The Times did not respond to a request for comment on Mr. Bennett's story.
Cotton's op-ed, which led to Bennett's ouster, argued that President Donald Trump should call in the U.S. military to suppress protests following the death of George Floyd. Many of the protests turned into violence against police and looting.
Times staffers complained that the paper seemed to endorse Mr. Cotton's views by publishing the op-ed, and some said the screed put black colleagues at risk. There were also people.
Mr. Bennett and then-Times editor-in-chief Dean Baquet believed Times readers should listen to Mr. Cotton's views, which are shared by many Americans, and Mr. Sulzberger said the article was published. He said he even “understood” the reason.
Bennett said Baquet was frustrated and surprised by the backlash, and one day asked out loud, “Are we really that precious?”
But as anger built up, both Mr. Baquet and Mr. Sulzberger began to change their attitudes. And Mr. Bennett soon realized that editorial bias was eroding the paper's professed objectivity.
In an interview with Baquet, the top editor said that as a black man, “When I leave my apartment wearing a hoodie and a mask to protect myself from the coronavirus, I have a sense of vulnerability that white people don't have.”
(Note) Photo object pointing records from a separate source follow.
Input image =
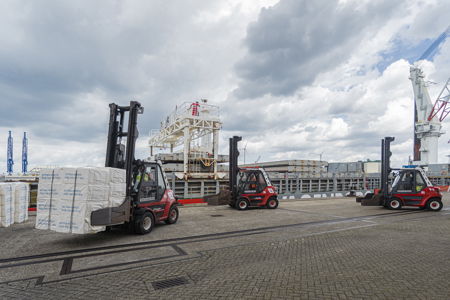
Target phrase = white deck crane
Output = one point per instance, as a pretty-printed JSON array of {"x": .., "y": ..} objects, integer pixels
[{"x": 427, "y": 125}]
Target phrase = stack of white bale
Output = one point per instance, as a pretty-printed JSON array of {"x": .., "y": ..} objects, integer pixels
[
  {"x": 67, "y": 196},
  {"x": 22, "y": 201},
  {"x": 7, "y": 192}
]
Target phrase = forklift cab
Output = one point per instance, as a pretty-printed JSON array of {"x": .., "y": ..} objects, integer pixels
[
  {"x": 150, "y": 184},
  {"x": 251, "y": 182},
  {"x": 409, "y": 181}
]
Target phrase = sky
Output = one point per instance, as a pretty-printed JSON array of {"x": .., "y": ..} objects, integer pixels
[{"x": 294, "y": 78}]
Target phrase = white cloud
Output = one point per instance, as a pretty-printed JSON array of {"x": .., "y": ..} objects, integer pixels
[{"x": 334, "y": 80}]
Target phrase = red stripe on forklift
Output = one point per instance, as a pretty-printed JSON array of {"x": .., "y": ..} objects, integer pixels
[
  {"x": 191, "y": 201},
  {"x": 443, "y": 188}
]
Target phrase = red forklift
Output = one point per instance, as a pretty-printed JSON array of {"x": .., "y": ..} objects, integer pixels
[
  {"x": 148, "y": 197},
  {"x": 411, "y": 186},
  {"x": 248, "y": 187}
]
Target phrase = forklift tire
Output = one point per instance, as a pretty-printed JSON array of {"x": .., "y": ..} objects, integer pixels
[
  {"x": 434, "y": 205},
  {"x": 272, "y": 203},
  {"x": 242, "y": 204},
  {"x": 144, "y": 223},
  {"x": 394, "y": 203},
  {"x": 172, "y": 218}
]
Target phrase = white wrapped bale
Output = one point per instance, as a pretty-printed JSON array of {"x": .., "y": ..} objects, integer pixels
[
  {"x": 85, "y": 176},
  {"x": 117, "y": 175},
  {"x": 67, "y": 197},
  {"x": 117, "y": 194},
  {"x": 84, "y": 192},
  {"x": 50, "y": 176},
  {"x": 75, "y": 217},
  {"x": 7, "y": 204},
  {"x": 22, "y": 200},
  {"x": 49, "y": 191},
  {"x": 47, "y": 213}
]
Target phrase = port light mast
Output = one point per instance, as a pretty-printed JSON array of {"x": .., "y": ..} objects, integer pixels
[{"x": 10, "y": 161}]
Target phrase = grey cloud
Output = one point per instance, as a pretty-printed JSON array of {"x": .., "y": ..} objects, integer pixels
[{"x": 294, "y": 41}]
Bennett countered that while he had privilege as a white man, as a reporter he had been in a vulnerable position in conflict zones. He added that he wanted to have an open dialogue about his own approach to the cotton issue, but noted that no one wanted to discuss it further.
Sulzberger then pressured Bennett to publish an “editor's note” explaining what was wrong with Cotton's op-ed, but to his surprise, once it was published, the article “disapproved of this article far more than I expected and said it should never have been published at all.” ”
The next day, Bennett received the fateful phone call from Sulzberger asking him to resign.
“Saturday morning, Mr. Sulzberger called me at home and demanded my resignation in a cold anger that still leaves me confused and saddened,” Bennett wrote. “I was angry too and he said he had to fire me. I thought about it later. I called him back and agreed to resign and told myself I was being noble. I praised him.”
Mr. Bennett said that compared to the old days when reporters pounded the pavement, Times reporters' “vocabulary” was at risk.
“They may know a lot about television or real estate or how to edit audio files, but their work takes them to shelters, police stations, or the homes of people who see the world in a completely different way. It’s not something you take with you,” he wrote.
He went on to say that the Times newspaper is trying to address “one of the key reasons why so many Americans have lost faith in the Times: They have also lost faith in the American people.” He added that he has spent too much time navel gazing without thinking.
“I think about it many times staff “Little do we realize how insular our world has become, or how far we are from fulfilling our promise to our readers to show the world 'without fear or favour.'” wrote. “And sometimes the bias was overt. One news editor said he felt he needed to push his department further to the left because I was publishing so many conservative stories. .”
Bennett's widespread takedown also called into question the paper's coverage of Trump, with the Times saying, “Trump's ties with Russia aren't as good as expected, Hunter Biden's laptop makes Trump's “He was slow to inform readers of his possible concerns.” Indeed, the new coronavirus came from a Chinese lab. ”
He also said that while the lines between opinion and news journalism are blurred compared to rivals like the Wall Street Journal, which features conservative voices on its opinion pages, it's important to note that the line between opinion and news journalism is more clearly reflected in its reporting. He said that there would be no such thing.
“The Times could learn something from the Wall Street Journal, which has maintained its journalistic composure,” Bennett concluded. “It maintains a stricter separation between news and opinion journalism, including cultural criticism, thereby protecting the integrity of its work.”